Once again I was on another train. This time our destination was Philadelphia. We arrived in Philadelphia when it was dark.

I was not impressed with what I saw. We were in the poor section where there were narrow cobblestone streets, dark alleys and small houses. That night we slept in a second rate lodging.

Next morning everything looked hopeful. Guiseppe began looking for a place to live. He found a place in an alley. There were four families living there and each family had three rooms. The other three families were Jewish immigrants.

The day after we arrived was Thanksgiving Day. My brother told me it was chicken day because of all the chickens and turkeys that were getting killed. I did not believe it was the day to celebrate the killing of the chickens but I accepted my brother's words because he knew more about holidays in America than I did.

The day after Thanksgiving he took my sister and me shopping for clothes. It was the end of November and we needed everything - coats, dresses, hats and shoes. After that was accomplished the next step was to find a job for Emilia and myself. Guiseppe bought an Italian newspaper and searched the help wanted column. He took my sister and myself to a cigar factory where we secured a job. My work was very tedious. It did not include making cigars or cigarettes but consisted of stripping the hard part of the tobacco leaves. The wages were meager, $3.50 a week for 55 hours of work. Those were hard times. Most of the immigrants who had come to seek a new beginning in America found themselves under sweatshop conditions.
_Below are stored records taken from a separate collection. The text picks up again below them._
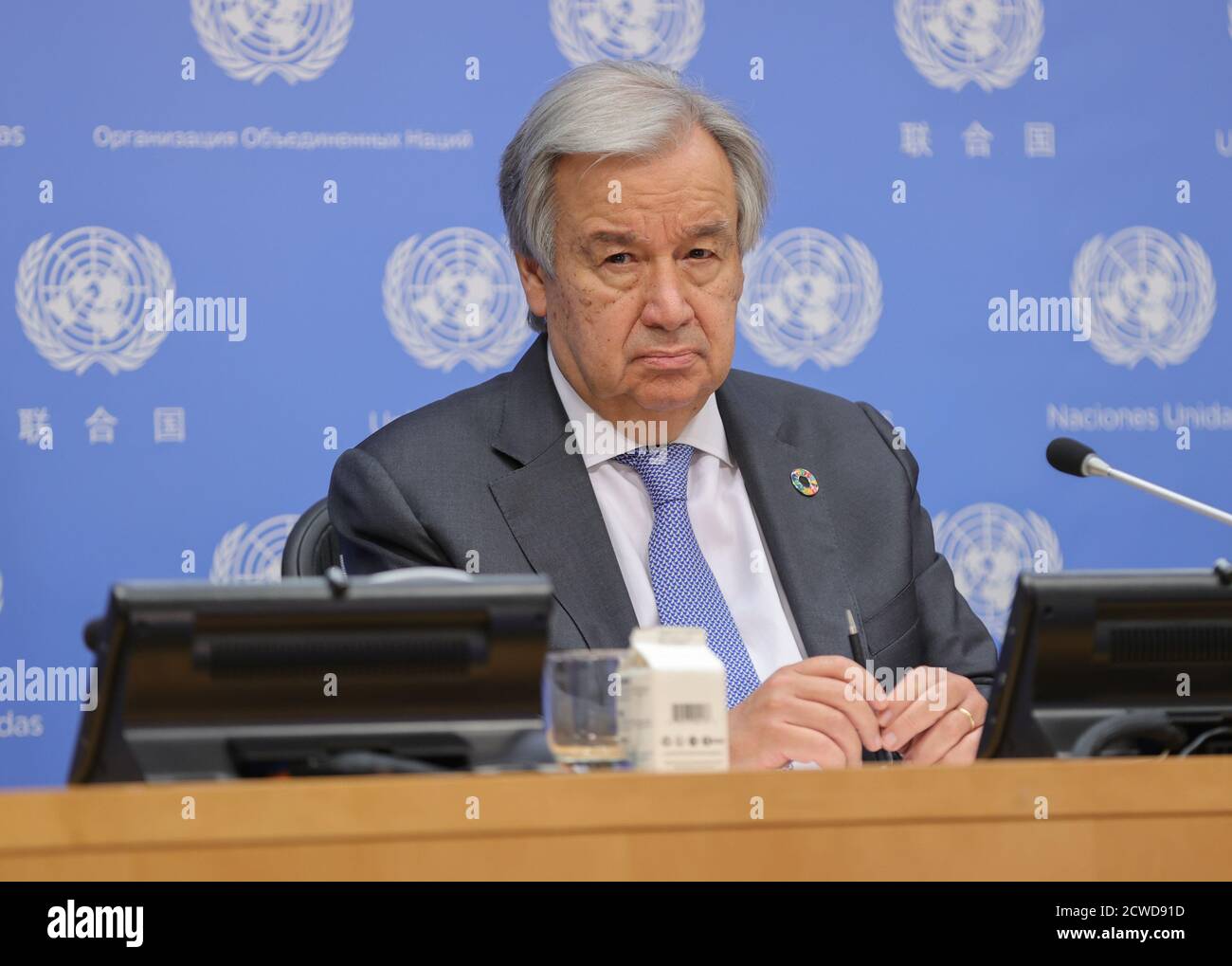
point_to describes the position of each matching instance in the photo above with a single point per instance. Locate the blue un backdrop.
(320, 175)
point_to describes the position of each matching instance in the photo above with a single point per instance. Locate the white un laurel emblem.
(253, 556)
(455, 297)
(1152, 296)
(297, 40)
(663, 31)
(82, 299)
(955, 42)
(807, 295)
(987, 545)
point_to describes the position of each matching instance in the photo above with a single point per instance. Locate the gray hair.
(619, 107)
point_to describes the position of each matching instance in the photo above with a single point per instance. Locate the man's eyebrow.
(614, 238)
(705, 229)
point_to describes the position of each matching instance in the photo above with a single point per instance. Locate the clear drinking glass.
(580, 695)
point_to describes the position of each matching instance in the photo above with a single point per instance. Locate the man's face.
(642, 309)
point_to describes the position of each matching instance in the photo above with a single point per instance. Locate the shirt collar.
(598, 440)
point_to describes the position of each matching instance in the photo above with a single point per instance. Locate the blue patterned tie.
(685, 591)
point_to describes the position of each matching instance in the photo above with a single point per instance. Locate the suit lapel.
(799, 530)
(551, 509)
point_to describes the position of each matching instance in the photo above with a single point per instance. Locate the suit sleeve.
(953, 636)
(377, 529)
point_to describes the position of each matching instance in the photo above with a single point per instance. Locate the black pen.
(862, 661)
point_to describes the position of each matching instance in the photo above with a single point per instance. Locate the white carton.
(673, 705)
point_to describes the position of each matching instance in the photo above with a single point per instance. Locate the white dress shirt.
(722, 519)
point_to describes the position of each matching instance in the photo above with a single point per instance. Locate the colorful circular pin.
(805, 482)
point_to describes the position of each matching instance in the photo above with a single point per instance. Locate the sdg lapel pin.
(805, 482)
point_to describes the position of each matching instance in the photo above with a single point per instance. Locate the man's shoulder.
(469, 414)
(795, 401)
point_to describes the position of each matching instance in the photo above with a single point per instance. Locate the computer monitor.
(1115, 662)
(418, 669)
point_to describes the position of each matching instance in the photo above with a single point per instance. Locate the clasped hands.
(828, 709)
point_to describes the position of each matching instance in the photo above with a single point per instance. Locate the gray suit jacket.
(485, 471)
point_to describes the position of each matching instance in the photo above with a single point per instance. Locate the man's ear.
(534, 284)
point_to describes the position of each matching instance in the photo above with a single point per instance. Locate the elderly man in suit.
(625, 459)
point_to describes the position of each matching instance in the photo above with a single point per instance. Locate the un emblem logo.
(250, 40)
(955, 42)
(807, 295)
(253, 556)
(987, 545)
(455, 297)
(663, 31)
(1152, 296)
(82, 299)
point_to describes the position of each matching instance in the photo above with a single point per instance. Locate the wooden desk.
(1109, 819)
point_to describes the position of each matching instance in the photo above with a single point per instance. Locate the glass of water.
(580, 702)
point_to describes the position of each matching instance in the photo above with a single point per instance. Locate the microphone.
(1078, 460)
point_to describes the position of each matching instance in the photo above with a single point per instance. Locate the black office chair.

With this little amount of money my sister and I had to pay back our brother for the expense of the clothes and the voyage. The amount to pay back for each of us was $52.00. This seemed like an enormous sum for girls earning as little as we did.

Our living conditions were far from ideal but we were able to live. Our home consisted of three rooms. On the first floor was a kitchen that served as dining and living room. On the second floor was the bedroom my brother and his wife shared with their two children and on the third floor was Emilia's and my bedroom. The house was heated by a kitchen coal stove and no heat ever reached the third floor.
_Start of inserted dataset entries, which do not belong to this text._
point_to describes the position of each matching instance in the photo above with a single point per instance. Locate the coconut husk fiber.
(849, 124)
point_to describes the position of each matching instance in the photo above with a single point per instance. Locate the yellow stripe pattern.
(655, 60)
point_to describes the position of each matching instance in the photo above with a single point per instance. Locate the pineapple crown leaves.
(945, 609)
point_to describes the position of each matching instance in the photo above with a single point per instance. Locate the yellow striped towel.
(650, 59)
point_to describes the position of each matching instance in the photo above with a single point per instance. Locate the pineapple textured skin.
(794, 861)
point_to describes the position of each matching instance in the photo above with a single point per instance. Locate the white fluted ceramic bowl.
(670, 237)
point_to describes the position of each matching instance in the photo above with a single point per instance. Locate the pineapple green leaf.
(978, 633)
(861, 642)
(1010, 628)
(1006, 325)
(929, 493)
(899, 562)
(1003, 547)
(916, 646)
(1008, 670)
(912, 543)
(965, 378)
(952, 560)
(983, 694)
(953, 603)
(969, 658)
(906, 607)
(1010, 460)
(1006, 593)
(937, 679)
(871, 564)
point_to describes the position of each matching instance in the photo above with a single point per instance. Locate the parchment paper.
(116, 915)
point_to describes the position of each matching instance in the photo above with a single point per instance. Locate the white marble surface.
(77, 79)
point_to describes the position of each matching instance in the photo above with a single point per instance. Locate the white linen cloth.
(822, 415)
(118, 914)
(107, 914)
State Street in Philadelphia was a very commercialized street and very bizarre. Many merchants had a barker at the entrance of their stores and they would entice prospective customers to come in. Sometimes they would grab people by the arm to bring them inside. Twice a day I would pass this street going and coming from work. On the curb there were pushcarts with fruits and vegetables. I had never seen a banana or a grapefruit. I loved the bananas but the grapefruit left a bitter taste in my mouth. It was too sour for me.

There was no refrigeration then so provisions had to be bought every day. State Street was very convenient.

Routine was set for us in this land of opportunity. It meant working ten hours a day, coming home, reading an Italian newspaper, IL Progresso, and going to an occasional movie which cost five cents. That was our chief entertainment. There was another place that had a vaudeville show plus a film but that cost ten cents. The film was usually a cowboy picture. I loved going out on those nights.

One Sunday morning while my brother and sister were attending church I stayed home to prepare dinner. Two fellows came to the door. I asked them what they were looking for. One of them said, "Does Guiseppe Saporito live here?"

I answered, "Who are you?"

They said they were cousins of his wife and had come to visit. I invited them in but they declined. I told them he was at church with my sister. They decided to go and meet Guiseppe and Emilia at church. I thought that they would never find the church since they were new in the area but they left.

They came back after I had just gotten back from purchasing more food. I knew my brother would want them to eat with us and, lo and behold, my brother was with them! I was amazed. To have found my brother these fellows must be pretty smart!

After dinner Guiseppe wanted to show them Fairmount Park, a beautiful park in Philadelphia. I was invited to go along but I declined because I felt my duty was to be with my sister when her boyfriend called. I was taking over my sister-in-law's responsibility because she was working in New Jersey. She was working on a farm picking strawberries.

My sister and I joined her in July picking other fruits and vegetables. We picked blackberries in August. We were migrant workers and living conditions were deplorable, but I enjoyed that work that summer. Being young everything savored of adventure. I liked to shuffle my bare feet in the warm sandy soil. I liked the fresh air and chasing fireflies when it got dark. I liked to bathe in a ditch of water in the hot afternoons with other women workers. The experience of picking blackberries reminded me of Italy and how I used to pick blackberries so I could eat them fresh from the bushes.